UK PR fears Brexit but public affairs eyes opportunities

The EU referendum did not go the way most in the UK PR industry hoped. So, as the resulting uncertainty rolls on, what now for public relations in the UK and Europe?

EU referendum: Consequences of ‘leave’ vote are still emerging (credit: G0d4ather/thinkstock)
EU referendum: Consequences of ‘leave’ vote are still emerging (credit: G0d4ather/thinkstock)

The PR industry, 79 per cent of whose members said they were in favour of remaining in the EU when polled by PRWeek in April, expects a period of huge uncertainty for companies, brands and British politics, following the momentous EU referendum result in which the majority of the public backed Brexit.

And in a fresh PRWeek/PRCA survey of 120 PRCA members carried out the week of 11 July, 39 per cent of respondents expected their clients’ budgets to decrease marginally in the coming 12 months, while nearly nine per cent said they expected significant cuts to budgets.

One respondent said this was because "uncertainty means clients will be reluctant to invest in big projects".

Asked about new business, 38 per cent of respondents said they expected a marginal reduction and seven per cent a significant one. However, asked whether they expected to retain staff in the coming 12 months, 79 per cent said they expected to keep the same or increase staff levels. Just over half felt less optimistic for their consultancy after the referendum, with just 10 per cent saying they felt more optimistic.

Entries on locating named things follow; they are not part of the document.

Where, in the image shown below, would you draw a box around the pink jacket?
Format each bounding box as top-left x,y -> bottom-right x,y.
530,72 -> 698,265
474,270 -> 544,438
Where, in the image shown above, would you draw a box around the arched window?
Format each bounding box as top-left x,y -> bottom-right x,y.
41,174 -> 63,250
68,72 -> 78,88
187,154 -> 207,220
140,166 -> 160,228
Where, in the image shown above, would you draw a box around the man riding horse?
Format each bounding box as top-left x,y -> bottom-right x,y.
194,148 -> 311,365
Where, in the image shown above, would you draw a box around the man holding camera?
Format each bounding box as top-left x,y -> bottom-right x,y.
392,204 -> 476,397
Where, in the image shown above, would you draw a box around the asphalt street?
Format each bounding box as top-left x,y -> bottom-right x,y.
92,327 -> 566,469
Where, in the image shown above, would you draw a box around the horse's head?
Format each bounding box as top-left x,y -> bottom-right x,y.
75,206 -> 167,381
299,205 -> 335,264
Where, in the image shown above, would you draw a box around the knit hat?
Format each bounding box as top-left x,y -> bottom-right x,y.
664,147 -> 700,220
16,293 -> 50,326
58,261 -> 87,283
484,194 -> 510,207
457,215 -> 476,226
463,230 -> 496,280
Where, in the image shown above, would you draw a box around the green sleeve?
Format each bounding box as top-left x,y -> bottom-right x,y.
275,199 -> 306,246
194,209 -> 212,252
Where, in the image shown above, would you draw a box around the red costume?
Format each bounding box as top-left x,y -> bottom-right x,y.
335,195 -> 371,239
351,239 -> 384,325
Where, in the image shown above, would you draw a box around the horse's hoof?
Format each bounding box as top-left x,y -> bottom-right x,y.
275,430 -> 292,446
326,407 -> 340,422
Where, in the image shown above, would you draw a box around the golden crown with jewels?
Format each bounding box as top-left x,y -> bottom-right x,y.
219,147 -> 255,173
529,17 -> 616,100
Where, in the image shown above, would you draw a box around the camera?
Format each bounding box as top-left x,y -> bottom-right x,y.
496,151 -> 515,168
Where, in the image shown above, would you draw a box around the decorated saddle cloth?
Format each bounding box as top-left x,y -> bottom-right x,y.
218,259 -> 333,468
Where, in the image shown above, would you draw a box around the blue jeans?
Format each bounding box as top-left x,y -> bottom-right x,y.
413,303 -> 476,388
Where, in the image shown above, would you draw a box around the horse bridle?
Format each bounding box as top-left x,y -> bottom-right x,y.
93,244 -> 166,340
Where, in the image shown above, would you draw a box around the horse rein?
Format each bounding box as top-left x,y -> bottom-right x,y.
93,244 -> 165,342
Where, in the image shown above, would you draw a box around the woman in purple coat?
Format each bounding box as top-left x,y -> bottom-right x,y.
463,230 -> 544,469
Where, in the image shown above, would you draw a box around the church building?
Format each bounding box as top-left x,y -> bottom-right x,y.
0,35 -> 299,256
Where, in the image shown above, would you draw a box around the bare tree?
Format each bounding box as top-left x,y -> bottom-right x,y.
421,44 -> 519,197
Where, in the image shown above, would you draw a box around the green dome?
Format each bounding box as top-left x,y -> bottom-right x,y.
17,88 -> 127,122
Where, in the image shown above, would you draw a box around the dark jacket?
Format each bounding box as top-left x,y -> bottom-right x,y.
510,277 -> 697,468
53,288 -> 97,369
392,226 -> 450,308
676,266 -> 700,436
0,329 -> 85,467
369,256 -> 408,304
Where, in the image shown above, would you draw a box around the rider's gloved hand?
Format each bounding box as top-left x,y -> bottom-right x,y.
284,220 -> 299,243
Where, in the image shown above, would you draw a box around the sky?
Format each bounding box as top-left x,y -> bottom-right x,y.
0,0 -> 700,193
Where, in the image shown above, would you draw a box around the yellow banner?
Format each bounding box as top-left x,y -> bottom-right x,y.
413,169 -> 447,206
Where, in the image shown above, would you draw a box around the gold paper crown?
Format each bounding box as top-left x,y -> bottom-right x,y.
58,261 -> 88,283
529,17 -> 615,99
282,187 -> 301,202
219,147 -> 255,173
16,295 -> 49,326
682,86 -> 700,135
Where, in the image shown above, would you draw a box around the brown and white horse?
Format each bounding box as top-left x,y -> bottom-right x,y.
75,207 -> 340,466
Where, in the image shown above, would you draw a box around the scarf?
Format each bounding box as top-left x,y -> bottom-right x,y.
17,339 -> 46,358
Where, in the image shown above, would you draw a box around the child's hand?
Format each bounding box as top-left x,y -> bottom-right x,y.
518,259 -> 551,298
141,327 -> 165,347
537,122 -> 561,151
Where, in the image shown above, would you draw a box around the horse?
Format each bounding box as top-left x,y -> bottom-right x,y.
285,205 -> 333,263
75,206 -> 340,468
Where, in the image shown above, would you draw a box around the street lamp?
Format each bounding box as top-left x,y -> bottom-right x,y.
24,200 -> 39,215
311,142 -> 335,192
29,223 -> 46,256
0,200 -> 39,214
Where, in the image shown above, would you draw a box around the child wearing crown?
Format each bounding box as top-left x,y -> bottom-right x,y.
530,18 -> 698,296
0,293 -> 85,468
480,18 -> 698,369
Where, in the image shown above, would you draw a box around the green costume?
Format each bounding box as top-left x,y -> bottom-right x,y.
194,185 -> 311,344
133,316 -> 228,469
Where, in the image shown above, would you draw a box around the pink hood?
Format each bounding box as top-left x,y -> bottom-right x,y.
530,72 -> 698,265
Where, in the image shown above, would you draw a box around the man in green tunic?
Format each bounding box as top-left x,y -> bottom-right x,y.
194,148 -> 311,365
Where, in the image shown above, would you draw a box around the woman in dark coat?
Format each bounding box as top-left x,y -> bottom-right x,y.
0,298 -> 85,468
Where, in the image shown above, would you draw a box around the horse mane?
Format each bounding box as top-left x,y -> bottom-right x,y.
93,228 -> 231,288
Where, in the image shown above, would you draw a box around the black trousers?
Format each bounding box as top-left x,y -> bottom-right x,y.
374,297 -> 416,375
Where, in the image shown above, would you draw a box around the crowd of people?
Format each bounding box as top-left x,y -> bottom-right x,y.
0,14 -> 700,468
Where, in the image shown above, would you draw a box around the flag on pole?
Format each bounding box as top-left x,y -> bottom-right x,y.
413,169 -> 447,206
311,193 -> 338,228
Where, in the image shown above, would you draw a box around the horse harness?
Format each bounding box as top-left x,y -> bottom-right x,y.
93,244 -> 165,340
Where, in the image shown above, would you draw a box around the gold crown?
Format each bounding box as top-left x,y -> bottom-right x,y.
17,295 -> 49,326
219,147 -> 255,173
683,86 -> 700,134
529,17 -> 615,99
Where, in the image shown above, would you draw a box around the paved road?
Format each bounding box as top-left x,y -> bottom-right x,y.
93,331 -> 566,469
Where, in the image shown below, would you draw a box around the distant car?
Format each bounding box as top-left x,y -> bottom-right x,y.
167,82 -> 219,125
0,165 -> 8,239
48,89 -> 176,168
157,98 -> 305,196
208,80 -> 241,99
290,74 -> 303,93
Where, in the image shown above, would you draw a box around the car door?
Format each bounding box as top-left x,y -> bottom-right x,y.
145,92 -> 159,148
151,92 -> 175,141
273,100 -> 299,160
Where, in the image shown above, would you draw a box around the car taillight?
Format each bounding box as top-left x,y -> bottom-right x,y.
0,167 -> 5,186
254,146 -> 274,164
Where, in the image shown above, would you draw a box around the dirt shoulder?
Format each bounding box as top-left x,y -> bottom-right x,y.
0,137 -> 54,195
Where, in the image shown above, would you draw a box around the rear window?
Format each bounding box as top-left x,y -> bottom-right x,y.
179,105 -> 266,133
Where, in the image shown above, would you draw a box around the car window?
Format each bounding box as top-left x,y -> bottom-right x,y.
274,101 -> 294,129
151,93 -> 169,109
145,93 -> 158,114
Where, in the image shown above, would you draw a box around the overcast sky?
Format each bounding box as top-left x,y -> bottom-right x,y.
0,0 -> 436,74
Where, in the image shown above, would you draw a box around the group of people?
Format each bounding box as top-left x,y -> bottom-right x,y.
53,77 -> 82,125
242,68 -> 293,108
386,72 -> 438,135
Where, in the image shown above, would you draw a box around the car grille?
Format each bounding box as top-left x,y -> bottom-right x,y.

Some practitioners, such as Jo-ann Robertson, partner and deputy chief executive of Ketchum London, are deeply concerned by the outcome. She says: "In the short term, like all businesses, the UK PR industry will need to manage its business even more closely and carefully as we navigate the economic turmoil."

For consumer-focused agencies, the outcome is worse still, with many fearing that clients will refocus their energies and budgets on Europe and away from the UK.

James Gordon-MacIntosh, managing partner at Hope&Glory, says: "This is not the decision many in the business world wanted. The short-term implications are huge – in part economically, but, more importantly, psychologically. While clients will have planned for either outcome, it’s likely decision-making will slow as the disruption of change has an impact."


For European PR firms – including in the Republic of Ireland, which shares a 300-mile land border with the UK, its biggest trading partner – the result has left them with a headache no painkiller will cure.

John Carroll, chief executive of the Public Relations Institute of Ireland, says: "There will be opportunities for Ireland to take advantage of the UK’s weaker attractiveness for multinational headquarters, especially in relation to finance, but there will also be a major negative impact on the rest of the economy."

Others are more optimistic. Boutique agencies such as The Forge Communications say that although the res­ult knocked smaller shops off-kilter initially, they are better placed than some to withstand the shockwave.

Co-founder Holly Ward says: "We feel confident that we are nimble enough to navigate the uncertainty. I’d rather be running an independent adaptable business that’s not dependent on a global network right now."

And fears that some global, listed PR firms would suffer catastrophic effects on their share prices have, so far, proved unfounded.

In the case of some, such as WPP, Porta Communications and Next Fifteen Communications Group, their share prices have recovered and are now higher than they were on referendum day.

Some public affairs professionals see an upside to the referendum result, believing that their sector is well-placed to help its clients navigate the period of readjustment that must now follow the vote, as the UK adapts to the new environment.

Mark Glover, chairman of the APPC, says: "Now, more than ever, public affairs consultancies are going to be critical in steering the best course for their clients. In the next two or three years, every company is going to be affected by changes to regulations and legislation, and public affairs people will be needed to guide people through that."